Tout en reconnaissant ces agissements fautifs, le Juge prud’homal avait retenu que le salarié reversait ses gains à des associations caritatives et que la sanction prise était disproportionnée.

Le salarié comme l’employeur avaient relevé appel du jugement, le salarié soutenant au surplus qu’il bénéficiait du statut de salarié protégé, s’étant porté candidat aux élections du Comité d’entreprise avant d’être licencié, et l’employeur ayant connaissance de l’imminence de sa candidature, de sorte que son licenciement était nul.

La Cour d’appel de Rennes, par un arrêt du 31 août 2018, réforme la décision et juge que le licenciement était justifié.

Un licenciement validé par la Cour d’appel

Elle retient que, contrairement aux dires du salarié, il avait nécessairement réalisé des bénéfices financiers de ces opérations et que les transports auxquels il se livrait exposaient l’employeur, pour lequel cette utilisation du véhicule n’était pas prévue, à un risque en raison de son défaut d’assurance.

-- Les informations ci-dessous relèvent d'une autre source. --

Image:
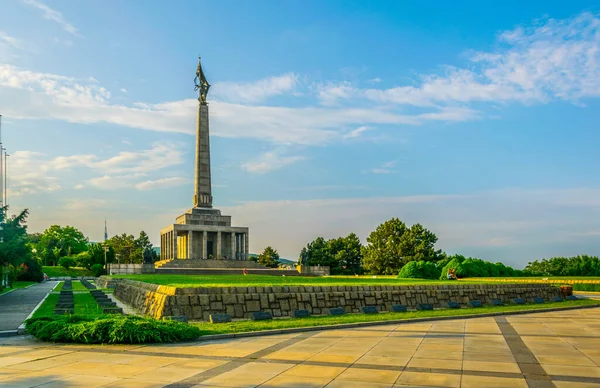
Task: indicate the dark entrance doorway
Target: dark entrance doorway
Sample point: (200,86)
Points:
(209,249)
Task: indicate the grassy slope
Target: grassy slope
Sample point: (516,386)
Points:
(246,326)
(17,284)
(63,272)
(265,280)
(77,286)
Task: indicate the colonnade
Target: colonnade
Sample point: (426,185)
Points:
(181,244)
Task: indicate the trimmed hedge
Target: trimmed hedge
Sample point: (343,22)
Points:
(116,329)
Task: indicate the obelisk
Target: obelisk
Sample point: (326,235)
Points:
(202,183)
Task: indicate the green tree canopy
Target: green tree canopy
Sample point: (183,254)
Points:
(57,242)
(393,244)
(15,249)
(269,258)
(342,255)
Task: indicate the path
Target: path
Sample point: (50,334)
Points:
(16,306)
(554,349)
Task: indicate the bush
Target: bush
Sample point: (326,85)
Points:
(31,270)
(419,270)
(66,262)
(83,260)
(123,329)
(98,270)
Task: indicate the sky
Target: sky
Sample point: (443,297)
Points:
(480,121)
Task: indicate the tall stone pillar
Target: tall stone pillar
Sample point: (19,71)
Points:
(175,245)
(191,253)
(202,181)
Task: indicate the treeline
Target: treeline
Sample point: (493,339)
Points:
(582,265)
(396,249)
(22,255)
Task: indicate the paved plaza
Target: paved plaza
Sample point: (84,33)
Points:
(559,349)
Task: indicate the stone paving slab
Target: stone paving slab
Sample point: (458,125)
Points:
(16,306)
(551,349)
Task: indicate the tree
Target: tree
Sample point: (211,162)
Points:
(15,250)
(269,258)
(393,244)
(341,255)
(57,242)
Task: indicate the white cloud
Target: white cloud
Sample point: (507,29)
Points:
(269,161)
(26,94)
(53,15)
(331,94)
(254,92)
(554,59)
(8,46)
(161,183)
(357,132)
(38,173)
(385,168)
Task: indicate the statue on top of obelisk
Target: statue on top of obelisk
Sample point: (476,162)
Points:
(201,84)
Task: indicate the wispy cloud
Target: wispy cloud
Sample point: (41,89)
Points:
(552,60)
(53,15)
(270,161)
(38,173)
(385,168)
(255,92)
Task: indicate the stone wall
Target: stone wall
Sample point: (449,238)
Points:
(199,303)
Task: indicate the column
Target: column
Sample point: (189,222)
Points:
(175,245)
(191,253)
(218,253)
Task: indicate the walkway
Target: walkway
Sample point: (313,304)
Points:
(16,306)
(558,349)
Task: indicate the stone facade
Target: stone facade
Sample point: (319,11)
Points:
(239,302)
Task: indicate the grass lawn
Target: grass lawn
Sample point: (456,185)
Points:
(266,280)
(53,272)
(77,286)
(85,304)
(246,326)
(17,284)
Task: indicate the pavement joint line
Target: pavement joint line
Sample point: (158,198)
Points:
(237,362)
(21,328)
(212,337)
(526,360)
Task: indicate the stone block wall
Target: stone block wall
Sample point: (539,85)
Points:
(198,303)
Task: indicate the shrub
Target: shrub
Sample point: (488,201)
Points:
(66,262)
(83,260)
(31,270)
(97,270)
(419,270)
(123,329)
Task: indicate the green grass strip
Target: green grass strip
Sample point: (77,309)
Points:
(76,286)
(286,323)
(16,285)
(54,272)
(182,281)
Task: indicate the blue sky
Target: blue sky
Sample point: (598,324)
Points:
(479,121)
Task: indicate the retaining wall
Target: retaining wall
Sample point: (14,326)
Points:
(198,303)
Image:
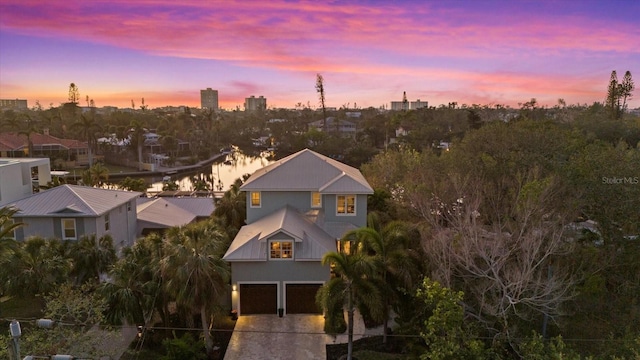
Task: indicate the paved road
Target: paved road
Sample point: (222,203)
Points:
(299,337)
(258,337)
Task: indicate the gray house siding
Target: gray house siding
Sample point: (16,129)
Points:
(272,201)
(359,219)
(122,226)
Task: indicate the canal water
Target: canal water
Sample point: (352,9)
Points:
(222,173)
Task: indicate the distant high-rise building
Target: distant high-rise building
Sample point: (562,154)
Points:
(408,105)
(255,103)
(418,104)
(209,99)
(15,104)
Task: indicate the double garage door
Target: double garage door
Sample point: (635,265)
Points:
(263,298)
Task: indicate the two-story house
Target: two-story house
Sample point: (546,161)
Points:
(297,209)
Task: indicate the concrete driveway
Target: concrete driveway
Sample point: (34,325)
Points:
(258,337)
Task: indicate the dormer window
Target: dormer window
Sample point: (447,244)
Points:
(345,204)
(316,200)
(69,229)
(282,250)
(256,200)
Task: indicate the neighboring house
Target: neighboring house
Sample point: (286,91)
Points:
(297,209)
(18,176)
(162,213)
(67,152)
(69,211)
(344,127)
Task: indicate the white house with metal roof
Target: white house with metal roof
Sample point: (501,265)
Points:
(161,213)
(69,211)
(17,177)
(297,208)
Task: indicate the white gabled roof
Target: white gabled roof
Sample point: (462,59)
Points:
(161,212)
(250,244)
(307,170)
(80,201)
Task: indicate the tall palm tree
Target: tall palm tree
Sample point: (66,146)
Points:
(38,267)
(193,269)
(8,245)
(92,257)
(136,138)
(134,288)
(389,246)
(88,127)
(354,286)
(29,127)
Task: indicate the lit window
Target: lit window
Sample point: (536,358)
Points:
(12,234)
(316,199)
(69,229)
(281,250)
(346,205)
(255,199)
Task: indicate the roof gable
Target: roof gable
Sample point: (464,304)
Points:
(73,199)
(250,243)
(307,170)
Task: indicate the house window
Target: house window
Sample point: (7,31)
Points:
(69,229)
(255,199)
(281,250)
(316,200)
(346,205)
(11,235)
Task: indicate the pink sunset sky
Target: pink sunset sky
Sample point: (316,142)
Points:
(369,52)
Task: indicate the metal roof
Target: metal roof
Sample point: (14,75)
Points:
(161,212)
(311,242)
(72,199)
(307,170)
(198,206)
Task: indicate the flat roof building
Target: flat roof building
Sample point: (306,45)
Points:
(209,99)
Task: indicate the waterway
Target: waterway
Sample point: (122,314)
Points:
(221,173)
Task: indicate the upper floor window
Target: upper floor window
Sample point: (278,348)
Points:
(316,200)
(346,204)
(69,229)
(281,250)
(255,199)
(11,234)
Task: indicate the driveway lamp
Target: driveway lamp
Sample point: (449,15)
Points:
(16,332)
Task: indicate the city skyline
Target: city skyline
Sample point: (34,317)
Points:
(368,52)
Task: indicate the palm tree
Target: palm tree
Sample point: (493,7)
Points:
(389,247)
(38,267)
(193,269)
(88,128)
(136,139)
(30,127)
(354,286)
(135,284)
(92,257)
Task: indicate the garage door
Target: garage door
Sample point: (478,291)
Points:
(258,299)
(301,299)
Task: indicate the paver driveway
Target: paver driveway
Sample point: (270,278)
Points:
(259,337)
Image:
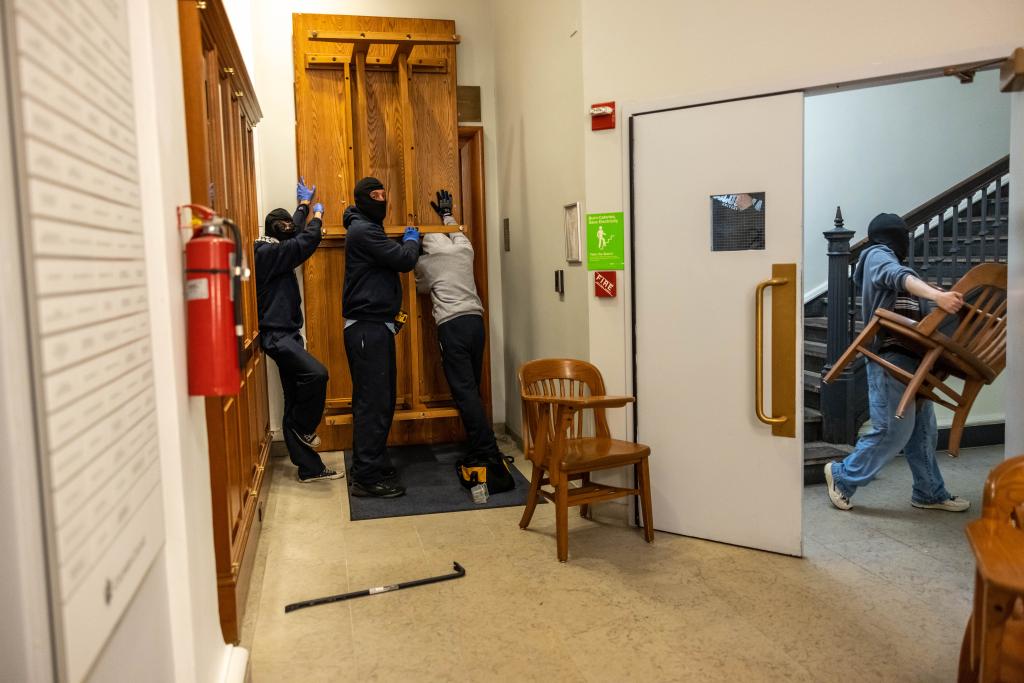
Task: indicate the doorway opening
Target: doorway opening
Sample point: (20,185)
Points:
(934,152)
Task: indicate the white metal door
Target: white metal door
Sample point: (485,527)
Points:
(718,472)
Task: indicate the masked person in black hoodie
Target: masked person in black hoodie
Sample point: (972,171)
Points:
(287,243)
(370,301)
(885,283)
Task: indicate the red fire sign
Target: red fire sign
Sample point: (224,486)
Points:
(604,284)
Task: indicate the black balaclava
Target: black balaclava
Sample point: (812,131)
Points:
(279,224)
(369,207)
(890,229)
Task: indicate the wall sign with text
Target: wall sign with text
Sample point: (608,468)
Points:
(604,284)
(605,242)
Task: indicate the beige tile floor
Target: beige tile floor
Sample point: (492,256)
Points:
(882,595)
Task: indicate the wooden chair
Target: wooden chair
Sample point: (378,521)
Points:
(971,346)
(993,641)
(555,394)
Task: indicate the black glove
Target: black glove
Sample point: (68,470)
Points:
(443,206)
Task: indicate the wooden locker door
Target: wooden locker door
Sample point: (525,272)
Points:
(366,105)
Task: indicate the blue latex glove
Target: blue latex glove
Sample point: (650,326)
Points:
(303,191)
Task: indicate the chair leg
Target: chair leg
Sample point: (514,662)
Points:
(644,500)
(971,389)
(966,673)
(865,336)
(910,393)
(535,486)
(997,606)
(562,519)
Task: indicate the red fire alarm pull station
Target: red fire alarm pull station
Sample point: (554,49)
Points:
(602,116)
(604,284)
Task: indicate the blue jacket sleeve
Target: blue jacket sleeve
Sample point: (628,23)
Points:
(273,259)
(388,253)
(887,272)
(300,216)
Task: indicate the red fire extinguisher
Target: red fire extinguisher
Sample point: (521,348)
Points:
(214,269)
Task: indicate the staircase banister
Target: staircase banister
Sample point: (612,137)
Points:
(931,208)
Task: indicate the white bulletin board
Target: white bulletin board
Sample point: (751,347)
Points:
(70,75)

Si la potion est amère pour un salarié qui aurait agi de bonne foi et animé par des considérations désintéressées, la question de la loyauté à l’égard de l’employeur reste néanmoins en suspens.

On peut hasarder que si le salarié, en mal de communication pendant la durée de ces trajets, avait préalablement interrogé son employeur sur la possibilité de se livrer à de tels transports et offert de lui reverser le bénéfice réalisé, et que l’employeur avait accédé à cette demande, le Juge prud’homal n’aurait évidemment pas eu à connaitre d’une telle affaire.

Il en aurait été de même si une telle pratique était autorisée par le contrat de travail de l’intéressé, par le règlement intérieur de l’entreprise, voire par une note de service.

Il serait donc hâtif de considérer que tout covoiturage effectué avec un véhicule de fonction est strictement interdit.